Personal data processing and protection: comments and recommendations by the NBB
1. Introduction and processing purposes
The implementation of the Anti-Money Laundering Law requires the processing of personal data. This includes processing operations which are required to enable financial institutions to comply with their legal AML/CFT obligations, and processing operations performed pursuant to the European Regulation on transfers of funds and to national and international financial sanctions measures.
These processing operations are aimed in particular at implementing monitoring procedures adapted to the ML/FT risks throughout the business relationship, at assisting in monitoring, detecting and examining customer transactions involving sums likely to be derived from a criminal activity falling under the concept of money laundering or to participate in the financing of terrorism, or at detecting funds and economic resources subject to a freezing or sanction measure.

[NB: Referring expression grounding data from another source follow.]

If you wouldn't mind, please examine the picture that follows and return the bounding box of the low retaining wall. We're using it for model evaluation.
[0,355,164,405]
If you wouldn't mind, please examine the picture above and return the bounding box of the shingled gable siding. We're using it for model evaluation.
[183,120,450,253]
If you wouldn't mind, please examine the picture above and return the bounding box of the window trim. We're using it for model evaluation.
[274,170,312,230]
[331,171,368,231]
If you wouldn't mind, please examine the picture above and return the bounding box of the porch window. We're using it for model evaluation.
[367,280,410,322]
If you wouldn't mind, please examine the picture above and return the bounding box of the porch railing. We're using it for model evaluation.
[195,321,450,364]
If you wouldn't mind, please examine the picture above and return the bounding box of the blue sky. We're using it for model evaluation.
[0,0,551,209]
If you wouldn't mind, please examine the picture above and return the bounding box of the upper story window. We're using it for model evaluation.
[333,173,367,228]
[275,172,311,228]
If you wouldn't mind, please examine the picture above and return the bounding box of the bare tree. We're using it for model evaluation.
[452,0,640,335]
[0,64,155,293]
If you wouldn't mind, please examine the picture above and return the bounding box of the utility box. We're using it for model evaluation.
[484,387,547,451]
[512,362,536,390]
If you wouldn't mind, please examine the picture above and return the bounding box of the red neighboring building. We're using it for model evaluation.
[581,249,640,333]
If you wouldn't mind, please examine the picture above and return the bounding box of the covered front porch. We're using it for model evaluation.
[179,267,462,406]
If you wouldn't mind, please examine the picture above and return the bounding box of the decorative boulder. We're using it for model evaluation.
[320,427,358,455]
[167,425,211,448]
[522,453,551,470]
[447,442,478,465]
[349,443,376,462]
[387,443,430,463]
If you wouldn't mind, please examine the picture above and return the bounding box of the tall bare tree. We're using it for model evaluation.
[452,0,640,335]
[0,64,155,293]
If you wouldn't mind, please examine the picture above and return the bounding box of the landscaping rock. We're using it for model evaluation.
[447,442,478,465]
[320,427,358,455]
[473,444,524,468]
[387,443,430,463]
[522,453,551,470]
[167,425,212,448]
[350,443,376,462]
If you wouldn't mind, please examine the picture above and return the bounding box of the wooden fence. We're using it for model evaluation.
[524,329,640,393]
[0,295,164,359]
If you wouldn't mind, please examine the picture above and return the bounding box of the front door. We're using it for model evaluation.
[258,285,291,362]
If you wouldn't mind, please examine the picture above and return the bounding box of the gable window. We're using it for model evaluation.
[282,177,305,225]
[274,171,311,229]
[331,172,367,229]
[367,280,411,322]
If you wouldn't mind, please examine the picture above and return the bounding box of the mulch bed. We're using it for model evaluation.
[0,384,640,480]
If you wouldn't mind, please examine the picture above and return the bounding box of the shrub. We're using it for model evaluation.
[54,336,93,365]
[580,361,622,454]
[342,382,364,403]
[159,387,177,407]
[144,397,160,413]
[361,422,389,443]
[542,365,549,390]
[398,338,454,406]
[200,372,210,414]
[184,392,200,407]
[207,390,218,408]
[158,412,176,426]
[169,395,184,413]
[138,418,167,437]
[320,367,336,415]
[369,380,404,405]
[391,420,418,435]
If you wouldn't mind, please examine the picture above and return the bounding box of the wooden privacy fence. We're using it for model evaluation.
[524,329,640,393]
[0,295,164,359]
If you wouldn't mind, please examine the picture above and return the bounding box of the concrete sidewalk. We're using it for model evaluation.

The data processed relate in particular to the identification and verification of the identity of the customer and, where applicable, his agents and beneficial owners, the operation of the account, financial transactions or products subscribed to. They also include the information referred to in Article 34, § 1 of the Anti-Money Laundering Law, which is necessary for implementing the customer acceptance policy, for fulfilling the ongoing due diligence obligations with regard to business relationships and transactions, and for complying with the specific enhanced due diligence obligations.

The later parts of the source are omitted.